By Giuseppe Maxia |
|
The golden rules
"Rule number one:" -- wizards have always a rule n. 1 for everything -- "cross-tabulating is a simple algorithm with a complex implementation. Once you know the principle, you can do everything you need for your statistics. The difficult part is making the process automatic. You don't know in advance which values you should use for your columns. Hence, you have to find such values every time, before creating the second query. The real problem with cross-tabs is that there are no simple cases. Even the ones that look as such, have sticky problems. And you should consider this as rule number two."
I was about to lose heart, but he had more for me.
"On the other hand," he continued, "This algorithm is so flexible that will let you do things that your ordinary spreadsheet won't let you. For example, let's suppose that you want a x-tab with the number of employees by gender and the total of their salaries as well. In your common graphical tool you can do either of them. With this system, you can combine both. It's no difficult, just complicated. Now, if you fetch some more coffee, I'll show you."
And when I came back from the kitchenette, there it was.
mysql> SELECT location -> , SUM(IF(gender='M',1,0)) AS M -> , SUM(IF(gender='M',salary,0)) AS salary_M -> , SUM(IF(gender='F',1,0)) AS F -> , SUM(IF(gender='F',salary,0)) AS salary_F -> , COUNT(*) AS empl -> , SUM(salary) AS tot_salary -> FROM locations INNER JOIN employees USING (loc_code) GROUP BY location;
|
He took a sip from his mug and added, "And of course nobody could prevent you from inserting a totally unrelated line into your query, like this one:"
mysql> SELECT location ,SUM(IF(gender='M',1,0)) AS M -> , SUM(IF(gender='M',salary,0)) AS salary_M -> , SUM(IF(gender='F',1,0)) AS F -> , SUM(IF(gender='F',salary,0)) AS salary_F -> , SUM(IF(dept_code = "4", 1,0)) AS `Sales` -> , COUNT(*) AS empl -> , SUM(salary) AS tot_salary FROM locations -> INNER JOIN employees USING (loc_code) GROUP BY location;
|
"Here we have results coming from three different sources: the counting of employees by gender, the sum of their salaries by gender, and the total number of the employees in the Sales department, regardless of their gender. I know that this particular example doesn't make much sense, but this is something that people in the management, for reasons that completely escape my intellectual hold, want to put together. Don't underestimate such possibility, which could prove to be useful in many occasions."

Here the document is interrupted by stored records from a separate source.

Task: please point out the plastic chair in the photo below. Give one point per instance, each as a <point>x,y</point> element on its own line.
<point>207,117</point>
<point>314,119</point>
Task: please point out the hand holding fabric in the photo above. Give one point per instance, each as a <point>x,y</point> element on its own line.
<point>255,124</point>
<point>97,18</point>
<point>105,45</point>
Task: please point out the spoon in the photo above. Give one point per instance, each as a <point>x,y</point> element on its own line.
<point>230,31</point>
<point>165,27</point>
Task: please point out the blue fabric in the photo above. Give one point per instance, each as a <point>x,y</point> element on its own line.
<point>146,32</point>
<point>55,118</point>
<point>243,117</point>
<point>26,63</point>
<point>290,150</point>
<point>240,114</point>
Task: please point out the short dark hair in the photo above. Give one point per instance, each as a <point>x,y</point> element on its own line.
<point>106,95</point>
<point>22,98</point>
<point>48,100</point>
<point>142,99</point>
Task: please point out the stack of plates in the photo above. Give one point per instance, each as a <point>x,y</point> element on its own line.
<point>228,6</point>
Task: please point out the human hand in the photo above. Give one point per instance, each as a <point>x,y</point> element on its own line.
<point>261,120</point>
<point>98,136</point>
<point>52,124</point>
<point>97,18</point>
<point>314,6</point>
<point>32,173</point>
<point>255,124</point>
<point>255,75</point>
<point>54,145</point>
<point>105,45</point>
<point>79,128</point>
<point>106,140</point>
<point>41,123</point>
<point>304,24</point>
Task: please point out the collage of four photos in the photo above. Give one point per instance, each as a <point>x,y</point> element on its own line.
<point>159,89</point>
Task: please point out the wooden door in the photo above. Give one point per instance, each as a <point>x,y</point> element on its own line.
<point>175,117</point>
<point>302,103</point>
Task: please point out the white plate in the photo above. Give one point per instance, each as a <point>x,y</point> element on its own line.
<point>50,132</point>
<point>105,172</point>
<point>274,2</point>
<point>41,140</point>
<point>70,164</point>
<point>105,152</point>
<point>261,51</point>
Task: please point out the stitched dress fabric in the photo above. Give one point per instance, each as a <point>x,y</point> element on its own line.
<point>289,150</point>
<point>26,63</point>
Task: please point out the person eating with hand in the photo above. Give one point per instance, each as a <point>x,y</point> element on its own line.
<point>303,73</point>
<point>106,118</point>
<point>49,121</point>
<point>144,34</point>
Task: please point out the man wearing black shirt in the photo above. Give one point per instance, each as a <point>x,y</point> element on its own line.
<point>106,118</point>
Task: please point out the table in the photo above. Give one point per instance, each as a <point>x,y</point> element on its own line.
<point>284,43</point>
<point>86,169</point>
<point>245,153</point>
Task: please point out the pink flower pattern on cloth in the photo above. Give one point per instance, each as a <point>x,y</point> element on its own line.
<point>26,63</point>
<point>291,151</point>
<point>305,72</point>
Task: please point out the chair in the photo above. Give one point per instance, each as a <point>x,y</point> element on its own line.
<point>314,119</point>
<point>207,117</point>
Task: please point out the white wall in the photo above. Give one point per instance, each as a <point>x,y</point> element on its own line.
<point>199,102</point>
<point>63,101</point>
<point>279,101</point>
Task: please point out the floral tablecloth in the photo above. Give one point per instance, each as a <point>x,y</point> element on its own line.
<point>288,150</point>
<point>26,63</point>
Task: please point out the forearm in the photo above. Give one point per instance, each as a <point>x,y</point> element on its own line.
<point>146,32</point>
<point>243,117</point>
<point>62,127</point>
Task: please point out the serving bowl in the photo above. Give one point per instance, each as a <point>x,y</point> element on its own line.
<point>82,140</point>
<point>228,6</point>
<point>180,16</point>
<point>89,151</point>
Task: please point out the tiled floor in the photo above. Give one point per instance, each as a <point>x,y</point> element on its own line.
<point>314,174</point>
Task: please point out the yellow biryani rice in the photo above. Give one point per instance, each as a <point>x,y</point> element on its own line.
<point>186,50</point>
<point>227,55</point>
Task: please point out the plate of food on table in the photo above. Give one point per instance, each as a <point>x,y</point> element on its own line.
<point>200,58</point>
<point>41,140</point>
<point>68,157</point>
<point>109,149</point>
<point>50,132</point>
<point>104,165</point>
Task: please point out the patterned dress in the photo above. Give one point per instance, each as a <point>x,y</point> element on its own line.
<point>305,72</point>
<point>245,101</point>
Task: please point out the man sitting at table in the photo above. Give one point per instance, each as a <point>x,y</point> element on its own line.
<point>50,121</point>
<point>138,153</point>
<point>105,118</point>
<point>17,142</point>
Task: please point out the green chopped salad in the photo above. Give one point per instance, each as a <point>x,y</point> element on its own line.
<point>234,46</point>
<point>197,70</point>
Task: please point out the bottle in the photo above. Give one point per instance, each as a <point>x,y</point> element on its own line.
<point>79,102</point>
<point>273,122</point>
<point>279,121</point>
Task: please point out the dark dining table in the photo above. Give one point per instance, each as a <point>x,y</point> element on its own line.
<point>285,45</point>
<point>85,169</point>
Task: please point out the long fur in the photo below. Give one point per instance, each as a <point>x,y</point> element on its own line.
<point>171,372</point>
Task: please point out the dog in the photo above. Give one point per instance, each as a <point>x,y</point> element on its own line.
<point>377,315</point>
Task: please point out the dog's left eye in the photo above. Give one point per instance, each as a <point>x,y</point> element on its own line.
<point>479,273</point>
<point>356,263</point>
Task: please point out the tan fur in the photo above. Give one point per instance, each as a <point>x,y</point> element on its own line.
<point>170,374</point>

I knew by then that his enthusiasm was growing thinner, and I should have expected him to leave abruptly any moment. I had to refuel his good disposition and ask some juicy questions.
"This is really wonderful," I said, "but in a real application you would not use SQL alone. How can I implement this algorithm with a general purpose language?"
Putting the pieces together
The wizard startled, as if awaken from a troubled sleep and suddenly his eyes were sparkling with renewed interest.
"Yes, of course," he replied. "If we stick to one-level cross-tabulations, this algorithm will fit nicely into any high level language. We should avoid the multi-level ones, for the moment, because the general concept is more important than the thorny details. Let me draw you a flow-chart diagram."
I had already relinquished my desktop, and I stayed quietly at his side, while he was skillfully drawing this diagram, which he explained almost as fast as he was designing.
"The required actions are quite simple. However, you need some planning before starting. First, you have to identify the source for the columns. It could be the same source from where you need to count or sum, but in a well organized and normalized database it should be in a separated table. Either way, your first action with the database will be to query for distinct column values. Then you will merge such values within the summary statements composing your query. And at that point you'll be ready to execute. You can only omit the initial query if you are 100% sure that your values have not changed. This could be the case, for example, if your column values are in a read-only table. But usually this is not the case, or else cross-tabulations wouldn't be that hard. Well, let's start. Any preferred language?"
This was a false democratic question, which I knew by experience. I could mention any language and he would be proficient in it, but he would reject on some ground, until I would eventually manage to name the language he had in mind. Having gone through the motions before, I had my answer ready:
"I think that Perl would serve the purpose," I said hastily.
He nodded, approving my wisdom, and fired a copy of vim from a xterm.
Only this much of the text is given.